Parliamo (con colpevole ritardo, ma non è colpa mia se escono 700 dischi al giorno e qui devo fare tutto io e questa casa non è un albergo) del terzo e nuovo disco dei Fratelli Calafuria: Prove Complesse.

Andrea Volontè e compagni incidono quello che nelle intenzioni è un cambio di direzione verso un suono più garage, e che nella sostanza è un album estremamente divertente ma anche significativo.

Sul lato divertimento si apre subito a ritmi alti con House in affitto, robusta e portatrice dei classici testi surreali di Volontè, probabile apripista anche dal vivo.

Dopo un’intro leggermente noise si parte con la title track Prove complesse, un po’ più meditativa ma anche acida, con scorribande strumentali furiose nel finale.

Cattive compagnie inizia con un classico ritmo di batteria e poi si immerge in un rock molto old style, con un falsetto vagamente Prince, alternato con sapienza a toni da ruggito. Seconda parte dedicata al dubbio fra comprare un carlino e combinare un casino, un bivio che prima o poi ognuno può dover affrontare.

Velocissima e molto mathcore Minigolf, tra le più aggressive del disco. La sezione ritmica impazza e l’idea di buttarsi a capofitto nel minigolf per superare le delusioni amorose, tra l’altro appassionandosi con passaggi quasi metal, è senza dubbio originale.

Ho dipinto abbassa i ritmi ma non i toni e affronta il discorso dell’immagine (scattata, pitturata, disegnata eccetera) con suoni molto carichi. Tipa Inglese ha suoni più cupi del resto del disco, mentre i testi camminano come sempre su un altro piano dell’esistenza.

Difficile tenere ferma la testa su Bionda cenere, che è così tanto garage che infila una citazione di Gershwin proprio all’inizio (ma nel finale ce n’è anche per David Bowie).
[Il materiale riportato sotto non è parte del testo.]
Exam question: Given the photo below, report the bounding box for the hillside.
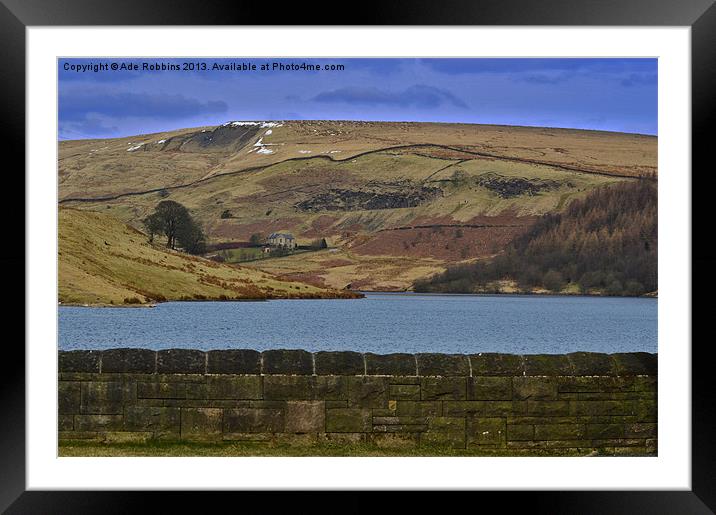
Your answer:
[415,181,658,295]
[59,121,657,290]
[58,208,353,305]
Si prende, si incarta, si porta via e se ne canta il ritornello in due-tre minuti.

Più via è un pezzo per lo più interlocutorio, ma con spazio per qualche altra gita strumentale in territori confinanti con il jazzcore. Rapida e piuttosto diretta Meraviglia, che si perde dietro riff molto acidi, ma include anche qualche idea hip hop ben eseguita.

E dopo una breve ripresa elettronica di Minigolf (che approfondisce giustamente alcuni aspetti tecnici colpevolmente trascurati nel testo del pezzo primario) parte Sbronzone, altro pezzo ad alta carica punk.

Più morbidi i ritmi di E’ Stata Estate, con un intenso lavoro di batteria e chitarra non troppo minimaliste, anzi con derive piuttosto arabescate e sorprendenti.

La velocità torna alta per Marelungo, che chiude il disco con una carica molto ruvida ma anche con strati differenti di suoni, con il math rock, i Primus e altre pinzillacchere nascoste da qualche parte.

Il primo disco colpisce, il secondo conferma, il terzo cambia passo: di solito funziona così, almeno per le band che funzionano. Qui il cambio di passo c’è, ma c’è anche tantissima sostanza, musicale e testuale.

Ed è sorprendente perché il disco è anche molto divertente, come se si fossero sovrapposte due fette di entertainment a un ripieno di sound contemporaneo, vivo, versatile, complesso ma dalla faccia semplicissima e comunque mai pedante. Qui e là strepitoso.